Who you know from ’94 that came outta Illinois with the G-funk swagger and the braids to match? Matter fact, who you know that ended up the first woman in history to go Platinum as a solo MC? Da Brat did all that with Funkdafied: a prime half-hour of Jermaine Dupri in the key of gangsta lean, Brat breezing through the West Coast flavor with a bark and bite that demanded her respect. She repeatedly calls out for her competition because she knew she had none, casting aside the stigma of a woman-identified MC as an unsafe bet with a Gold ceiling. Da Brat came here to kick shit: a Midwest head doing California standards, without biting or rehashing! With a simple call of Brat-tat-tat-tat! — baggy fit, scalp swaying to the rhythm — Brat could start a party, roll a blunt and buss a head with the best of her idols.
How does a Shawntae Harris from the West Side of Chicago end up taking off with Jermaine Dupri? After a childhood cycling through band instruments, and a background drumming in the church choir, fate would take Harris to a Yo! MTV Raps-sponsored talent show with a $50 cash prize and a chance to meet Kriss Kross. Once Harris stole the show, Kriss Kross invited her to an Oprah taping and introduced her to Dupri. It took a matter of weeks for Dupri to buy in, and Da Brat made her debut on the Kriss Kross single “Da Bomb.” By the time Funkdafied dropped, Brat came into full definition as a brash, no-nonsense G with the LBC to thank. She fashioned herself in the energy of a female Snoop — she confirmed this two years ago — but didn’t walk directly in his light to carry her persona. No, the swagger belonged to Brat: the namesake itself aiming to invert the only-child negativity, bring power to the woman in control of her destiny. The plats and the shades made her look the part, but a lifelong love for music drove her from Kenwood Academy to So So Def.

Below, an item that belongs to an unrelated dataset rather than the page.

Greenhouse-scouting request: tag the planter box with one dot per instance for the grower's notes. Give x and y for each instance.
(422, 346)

Twenty-five years later, Funkdafied still stands tall in the G-funk canon as a record that’s lean, mean, and a nonstop delight to listen to. Where many of her contemporaries’ albums weathered far worse with age, given the gratuitous nature of the subgenre, Da Brat and Jermaine Dupri gave us nine records that play the game without giving themselves the opportunity to grow stale or outlandish. Brat hits all the talking points a true G should: the party anthem, the weed ode, and enough sonic threats to reinforce how little room for error there is when contemplating whether or not to test the aforementioned gangsta. She fixates on the funk and never loses the groove; there’s a palpable weight to every time she commands the listener’s attention. Like MC Lyte broke the barrier and the bank before her, Brat knuckled up against underestimators and detractors from all angles. When no one thought Funkdafied would do well commercially, it became the first Platinum hip-hop album by a solo woman-identified MC. Count the ways she reiterates the rhetorical question of who can fuck with her; she knows this might be her only shot to represent for the women like her, and all who come after.